Sin duda, los primeros “conductores” son los padres, pero también, todos aquellos que forman parte del entorno en que se va desenvolviendo la vida de todo ser humano.

Pensar en parentalidad, por tanto, es pensar en estos guías formadores, que abren espacios para la emergencia y desarrollo de potenciales y habilidades, a través de experiencias que van construyendo identidad, personalidad, mundos internos, formas de relacionarse con la realidad y el entorno, creatividad, estima de sí, disciplina, y en una frase: La forma particular de ser en el mundo.

En los procesos de vida, se van sumando otros guías formadores que siguen abriendo espacios de crecimiento, desarrollo y expansión hasta    llegar a la adultez, momento en que se convertirá a su vez, en un formador.

Quiénes rodean al niño desde el inicio de su vida, durante su tránsito hasta la vida adulta, son en todo caso siempre, una influencia que puede promover u obstaculizar su desarrollo hacia la expresión plena de sí.

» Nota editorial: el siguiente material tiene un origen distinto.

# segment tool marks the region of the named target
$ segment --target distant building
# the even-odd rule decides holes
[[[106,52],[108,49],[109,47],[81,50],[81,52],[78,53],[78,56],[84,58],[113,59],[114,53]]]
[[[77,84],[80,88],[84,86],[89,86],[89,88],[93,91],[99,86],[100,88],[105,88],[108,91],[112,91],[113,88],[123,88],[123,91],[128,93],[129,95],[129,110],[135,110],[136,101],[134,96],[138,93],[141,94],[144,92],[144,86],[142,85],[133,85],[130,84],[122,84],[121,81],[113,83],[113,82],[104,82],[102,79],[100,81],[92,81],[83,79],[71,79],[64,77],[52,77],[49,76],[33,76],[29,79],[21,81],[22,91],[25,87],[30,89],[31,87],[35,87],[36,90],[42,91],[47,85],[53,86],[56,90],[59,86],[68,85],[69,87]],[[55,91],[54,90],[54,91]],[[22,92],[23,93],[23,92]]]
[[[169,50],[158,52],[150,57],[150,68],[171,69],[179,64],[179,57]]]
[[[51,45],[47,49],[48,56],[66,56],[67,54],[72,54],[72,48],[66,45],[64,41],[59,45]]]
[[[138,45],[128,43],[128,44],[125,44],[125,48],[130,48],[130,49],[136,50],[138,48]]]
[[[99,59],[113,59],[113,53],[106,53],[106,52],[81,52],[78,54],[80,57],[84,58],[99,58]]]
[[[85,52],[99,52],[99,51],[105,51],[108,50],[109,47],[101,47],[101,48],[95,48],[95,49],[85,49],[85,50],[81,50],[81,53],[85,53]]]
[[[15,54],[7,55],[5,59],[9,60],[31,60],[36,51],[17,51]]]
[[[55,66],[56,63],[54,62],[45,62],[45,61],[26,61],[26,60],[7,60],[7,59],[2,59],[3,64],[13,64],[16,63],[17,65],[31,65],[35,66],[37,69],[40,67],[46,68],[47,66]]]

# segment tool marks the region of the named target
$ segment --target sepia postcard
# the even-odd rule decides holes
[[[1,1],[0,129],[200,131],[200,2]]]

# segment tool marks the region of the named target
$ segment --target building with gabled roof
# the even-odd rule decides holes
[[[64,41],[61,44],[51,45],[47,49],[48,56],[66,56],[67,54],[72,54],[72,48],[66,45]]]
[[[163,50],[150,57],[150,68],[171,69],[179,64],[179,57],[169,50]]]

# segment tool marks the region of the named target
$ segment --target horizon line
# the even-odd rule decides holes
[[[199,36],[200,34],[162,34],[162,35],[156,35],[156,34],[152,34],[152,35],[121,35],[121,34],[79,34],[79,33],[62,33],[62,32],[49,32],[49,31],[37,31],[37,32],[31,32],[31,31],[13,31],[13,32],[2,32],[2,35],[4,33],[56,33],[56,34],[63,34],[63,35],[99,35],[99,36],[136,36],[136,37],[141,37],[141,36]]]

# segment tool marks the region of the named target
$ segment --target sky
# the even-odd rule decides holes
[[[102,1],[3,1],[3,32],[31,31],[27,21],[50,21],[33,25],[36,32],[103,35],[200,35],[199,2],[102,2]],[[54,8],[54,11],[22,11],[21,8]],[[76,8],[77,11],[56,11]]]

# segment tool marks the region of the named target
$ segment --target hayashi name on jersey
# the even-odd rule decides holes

El ejercicio de la parentalidad implica por tanto, tener en primer lugar consciencia del impacto que se tiene en la posibilidad vital de ese ser en desarrollo, y a partir de ahí, reconocer que a mayor conocimiento de los procesos, momentos y oportunidades de integración y habilitación de capacidades, mejor resultado habrá tenido tal acompañamiento.